Re: BUG: workqueue lockup (2)

From: Dmitry Vyukov
Date: Sun May 13 2018 - 10:35:58 EST


On Sun, May 13, 2018 at 4:29 PM, Tetsuo Handa
<penguin-kernel@xxxxxxxxxxxxxxxxxxx> wrote:
> Eric Biggers wrote:
>> Generally it's best to close syzbot bug reports once the original cause is
>> fixed, so that syzbot can continue to report other bugs with the same signature.
>
> That's difficult to judge. Closing as soon as the original cause is fixed allows
> syzbot to try to report different reproducer for different bugs. But at the same time,
> different/similar bugs which were reported in that report (or comments in the discussion
> for that report) will become almost invisible from users (because users unlikely check
> other reports in already fixed bugs).
>
> An example is
>
> general protection fault in kernfs_kill_sb (2)

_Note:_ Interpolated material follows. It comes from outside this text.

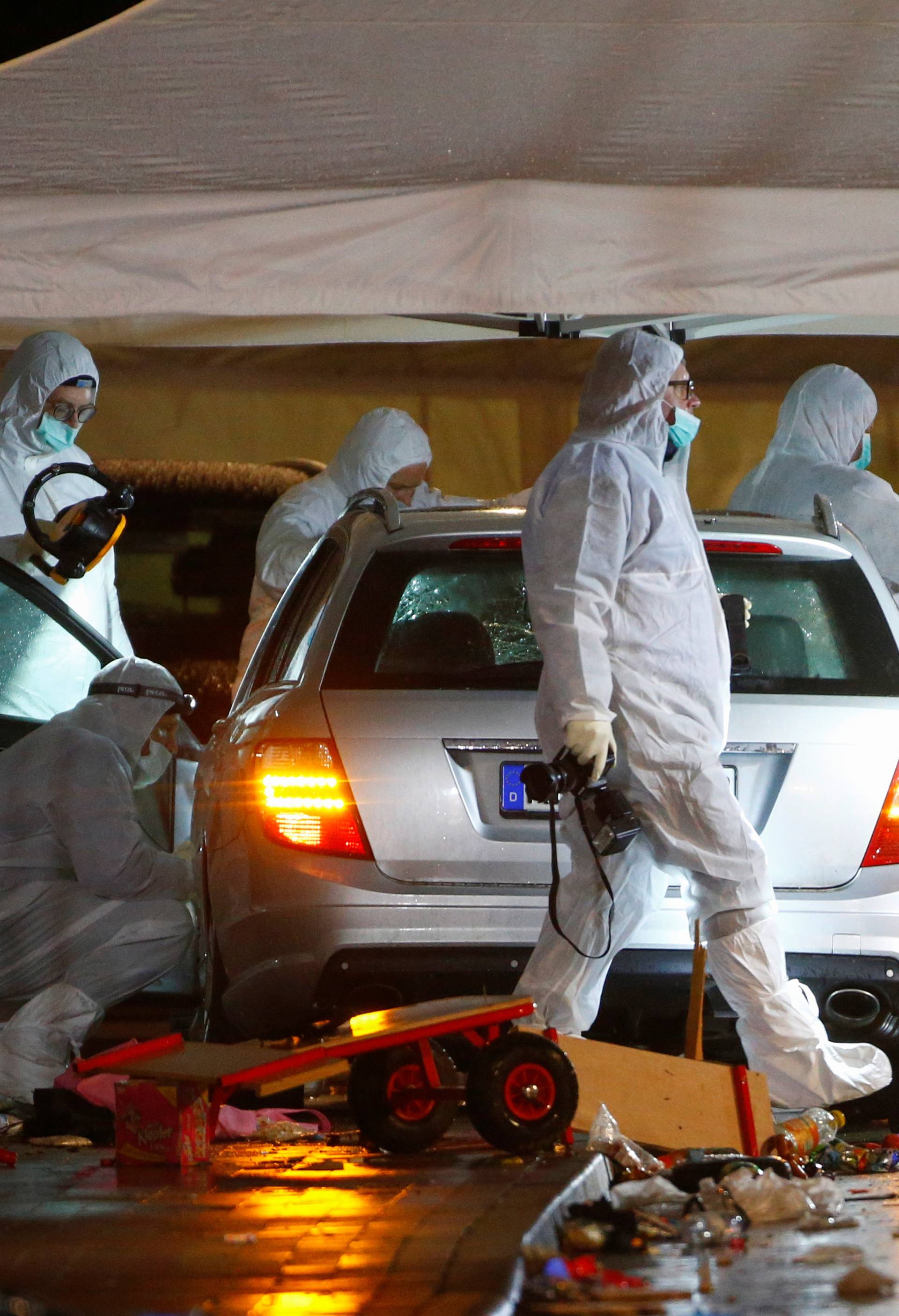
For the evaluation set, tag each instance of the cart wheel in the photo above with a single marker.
(387, 1095)
(522, 1093)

> https://syzkaller.appspot.com/bug?id=903af3e08fc7ec60e57d9c9b93b035f4fb038d9a
>
> where the cause of above report was already pointed out in the discussion for
> the below report.
>
> general protection fault in kernfs_kill_sb
> https://syzkaller.appspot.com/bug?id=d7db6ecf34f099248e4ff404cd381a19a4075653
>
> Since the latter is marked as "fixed on May 08 18:30", I worry that quite few
> users would check the relationship.
>
>> Note also that a "workqueue lockup" can be caused by almost anything in the
>> kernel, I think. This one for example is probably in the sound subsystem:
>> https://syzkaller.appspot.com/text?tag=CrashReport&x=1767232b800000
>>
>
> Right. Maybe we should not stop the test upon "workqueue lockup" message, for
> it is likely that the cause of lockup is that somebody is busy looping which
> should have been reported shortly as "rcu detected stall".
>
> Of course, there is possibility that "workqueue lockup" is reported because
> cond_resched() was used when explicit schedule_timeout_*() is required, which
> was the reason commit 82607adcf9cdf40f ("workqueue: implement lockup detector")
> was added.
>
> If we stop the test upon "workqueue lockup" message, maybe longer timeout (e.g.

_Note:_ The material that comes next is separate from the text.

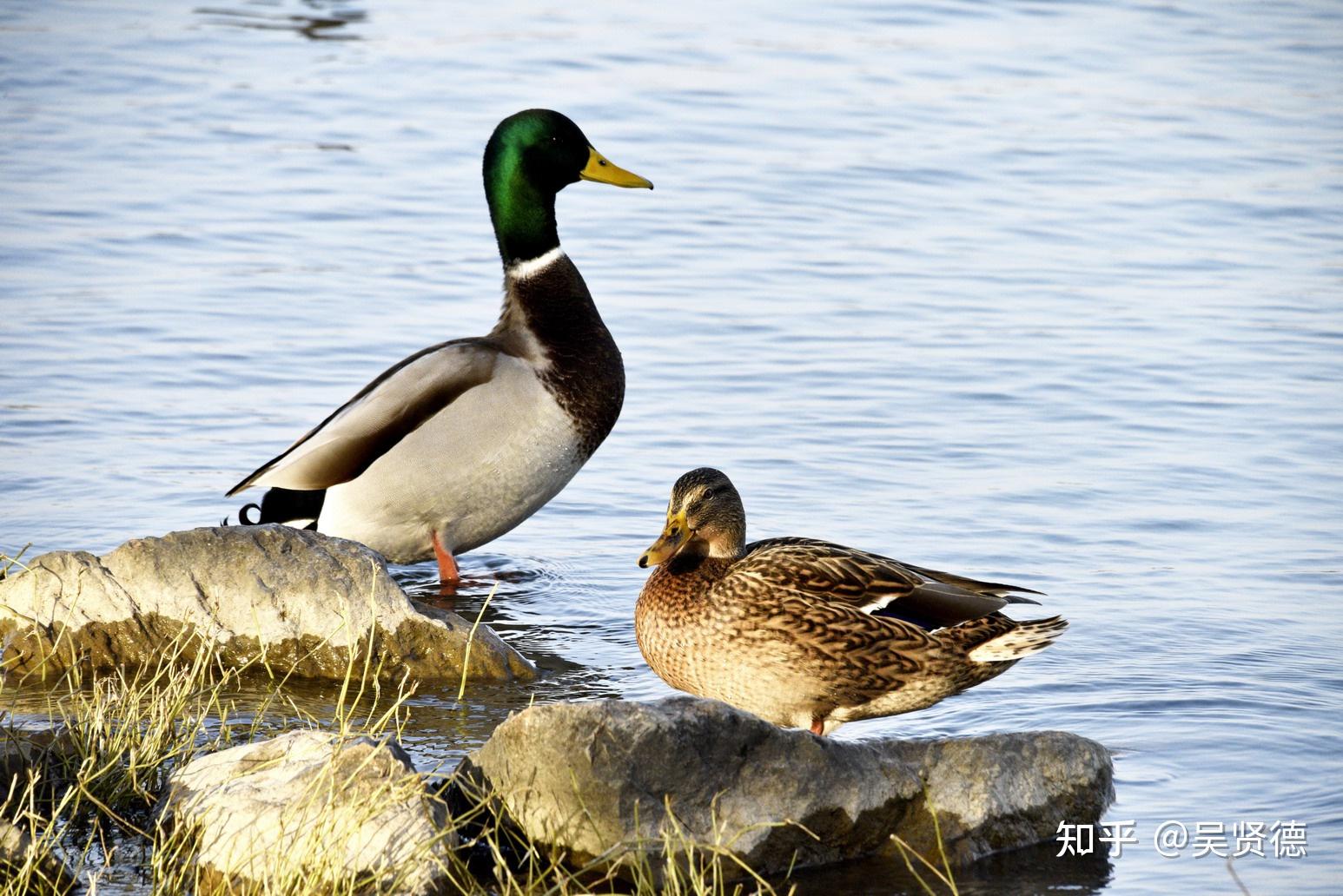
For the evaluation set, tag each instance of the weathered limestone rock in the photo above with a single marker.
(585, 778)
(300, 598)
(305, 807)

> 300 seconds) is better so that rcu stall or hung task messages are reported
> if rcu stall or hung task is occurring.

Yes, we need order different stalls/lockups/hangs/etc according to
what can trigger what. E.g. rcu stall can trigger task hung and
workqueue lockup, but not the other way around.
There is https://github.com/google/syzkaller/issues/516 to track this.
But I did not yet have time to figure out all required changes.
If you have additional details, please add them there.